Die auch neuerdings von Dr.B. gegen das Gutachten vorgebrachten Einwände stellen im Wesentlichen Wiederholungen früherer Befundberichte dar und stützen sich zu einem Großteil lediglich auf die subjektiven Beschwerden des Klägers. Besonders fällt auf, dass Dr.B. in mehr als nur einem Befundbericht jeweils von einer Verschlechterung gerade in den letzten Monaten berichtet. Gerade diese Einschätzung ist natürlich im Rahmen einer über Jahre verlaufenden Langzeitbetrachtung nicht schlüssig.

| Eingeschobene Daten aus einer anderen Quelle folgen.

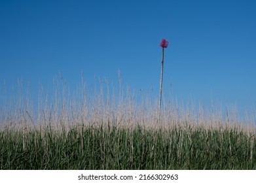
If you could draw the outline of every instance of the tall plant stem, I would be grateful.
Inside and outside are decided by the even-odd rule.
[[[160,97],[159,97],[158,121],[160,121],[160,114],[161,114],[162,75],[163,75],[163,73],[164,73],[164,48],[163,47],[162,48],[162,50],[161,78],[160,79]]]

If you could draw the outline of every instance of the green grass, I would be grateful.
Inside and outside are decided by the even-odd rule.
[[[255,140],[234,127],[5,127],[0,169],[256,169]]]
[[[37,107],[21,84],[0,105],[0,169],[256,169],[253,115],[172,97],[158,122],[157,97],[124,92],[119,78],[117,91],[82,78],[71,92],[61,77]]]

Gegen eine gravierende psychiatrische Beeinträchtigung sprechen auch die testpsychologischen Untersuchungen, insbesondere die neuerliche: Die Denkfähigkeit hat sich hier als normgerecht erwiesen. Die Psychomotorik ist allerdings verlangsamt. Was das depressive Leiden anbelangt, so ergibt sich aufgrund der neueren Untersuchung eine Besserung, ablesbar etwa beim "Beck schen Depressionsinventar". Dr.V. bezeichnet die Depression nur mehr als mäßiggradig im Gegensatz zu der im Jahr 2004 festgestellten schweren Ausprägung. Das Konzentrationsvermögen ist niedrig normal bis unterdurchschnittlich. Die testpsychologische Gedächtnisleistung ist zwar nunmehr nicht mehr durchschnittlich; nach der Beurteilung des Sachverständigen entspricht dies jedoch nicht dem klinischen Bild, dass der Kläger dargeboten hat.
Dr.V. hat weiterhin zu Recht bereits in seinem ersten Gutachten darauf hingewiesen, dass die therapeutischen Möglichkeiten in keinster Weise ausgeschöpft sind.
Auch für eine weitere - dritte - Begutachtung, wie von Dr.E. diskutiert, jedoch letztlich nicht für erforderlich gehalten, hat der Senat keinen Anlass gesehen. Vielmehr ist das gesundheitliche Leistungsvermögen des Klägers im genannten Sinne geklärt. Der Kläger ist nicht voll erwerbsgemindert. Seine Berufung war daher in der Hauptsache zurückzuweisen.
Für eine Berichtigung des Tenors im Sinne der Beklagten - richtigerweise müsste der Rentenbeginn mit "ab 01.06.2001" bezeichnet sein statt mit "ab Antrag" - bietet das klägerische Rechtsmittel prozessual keinen Raum.
Dem entspricht auch die Kostenentscheidung (§§ 183, 193 SGG).
Gründe für die Zulassung der Revision gemäß § 160 Abs.2 SGG sind nicht ersichtlich.